A shift by household investors from bonds into equities is being muted as pension funds and insurers boost fixed-income assets to match future obligations.

JPMorgan Chase and Milliman said US companies with the largest defined-benefit pensions raised allocations to fixed-income to 41.3 percent from 36 percent in 2010, life insurers are replacing maturing structured securities with corporate bonds, and sovereign-wealth funds are investing 90 percent of it into debt. JPMorgan said institutional investors own the vast majority of corporate bonds, controlling 90 percent of investment-grade securities and 75 percent of high-yield bonds.

Jeffrey Gundlach at DoubleLine Capital said that if there were this rotation by individuals from bonds into stocks and it created higher yields and stronger stock performance, it would quickly find a match on the other side of the trade from the institutional pension community.
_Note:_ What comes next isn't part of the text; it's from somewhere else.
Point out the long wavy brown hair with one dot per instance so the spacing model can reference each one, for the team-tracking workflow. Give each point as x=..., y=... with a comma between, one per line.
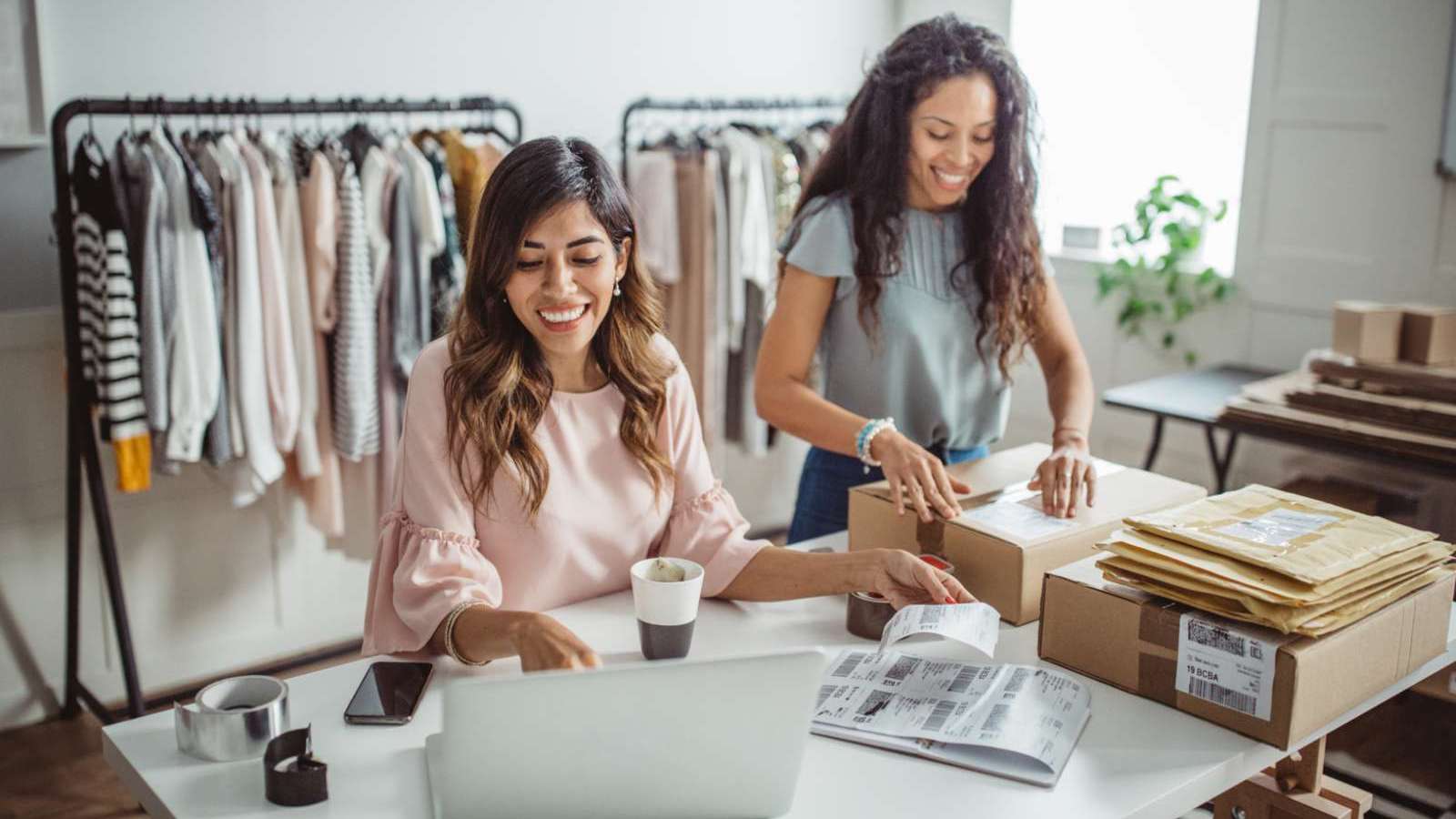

Gundlach does not think it is a runaway condition because it is difficult to believe that an aging investor population will increase their holdings in riskier assets.

There are 78 million US baby boomers – those born from 1946 to 1964.

Guy LeBas at Janney Montgomery Scott said a very large portion of the bond market can’t rotate out of bonds and into stocks because of their investment guidelines.

The decline in issuance of structured debt such as mortgage-backed securities has left fewer choices for investment managers. Sovereign wealth funds are increasing assets by $500 billion annually, boosting demand for fixed-income investments.

Matthew Duch at Calvert Investments said there is a continual need from the traditional fixed-income players, so the demand for fixed-income will always exist.